Hourani: Das Ministerium für soziale Angelegenheiten, die "High Relief Commission", das Bildungsministerium und das Innenministerium gehören zu den staatlichen Institutionen, die für die Flüchtlinge zuständig sind. Der UNHCR organisiert die internationale humanitäre Arbeit vor Ort und arbeitet dabei zusammen mit vielen internationalen und lokalen Organisationen. Angesichts der weiter steigenden Zahl von Flüchtlingen, die zu uns kommen, wächst auch die Notwendigkeit internationaler Unterstützung, in finanzieller wie humanitärer Hinsicht.
Sehen Sie die Gefahr wachsender Spannungen zwischen den Gastgemeinden und den syrischen Flüchtlingen im Libanon?
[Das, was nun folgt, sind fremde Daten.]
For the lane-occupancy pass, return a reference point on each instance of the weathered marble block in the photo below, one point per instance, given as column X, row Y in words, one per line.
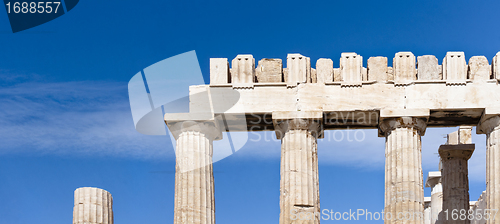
column 243, row 69
column 351, row 67
column 479, row 68
column 377, row 69
column 428, row 68
column 404, row 67
column 219, row 71
column 454, row 66
column 270, row 70
column 92, row 206
column 324, row 70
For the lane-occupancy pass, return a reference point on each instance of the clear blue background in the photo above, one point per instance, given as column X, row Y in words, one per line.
column 65, row 121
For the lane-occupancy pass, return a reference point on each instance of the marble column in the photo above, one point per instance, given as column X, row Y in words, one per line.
column 92, row 206
column 491, row 127
column 455, row 179
column 404, row 192
column 299, row 191
column 434, row 182
column 194, row 178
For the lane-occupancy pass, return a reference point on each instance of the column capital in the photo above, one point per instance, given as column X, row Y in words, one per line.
column 209, row 126
column 298, row 120
column 462, row 151
column 389, row 124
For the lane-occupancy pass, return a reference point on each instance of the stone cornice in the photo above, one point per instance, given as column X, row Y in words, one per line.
column 391, row 124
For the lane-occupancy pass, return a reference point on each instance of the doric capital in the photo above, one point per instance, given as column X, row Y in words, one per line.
column 388, row 125
column 298, row 120
column 461, row 151
column 209, row 128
Hourani: Viele der Flüchtlinge oder auch diejenigen, die schon früh wegen der Krise in Syrien in den Libanon gekommen sind, suchen nach Jobs für ungelernte oder nur gering qualifizierte Arbeiter. Dies schafft natürlich eine Konkurrenzsituation zu den entsprechenden libanesischen Staatsangehörigen.
Die Medien berichten davon – und auch einzelne Vorkommnisse erhärten dies –, dass es vermehrt zu Animositäten zwischen den Gruppen kommt, nicht zuletzt, da auch die Wirtschaft im Libanon in eine Rezession abzurutschen droht. Hinzukommt, dass es auch libanesische Familien im Norden und der Bekaa-Ebene gibt, die dringend auf Hilfe angewiesen sind; wenn diese sehen, dass sie keine Unterstützung bekommen, wohl aber die Flüchtlinge aus dem Nachbarland, könnte dies tatsächlich zu wachsenden Spannungen führen.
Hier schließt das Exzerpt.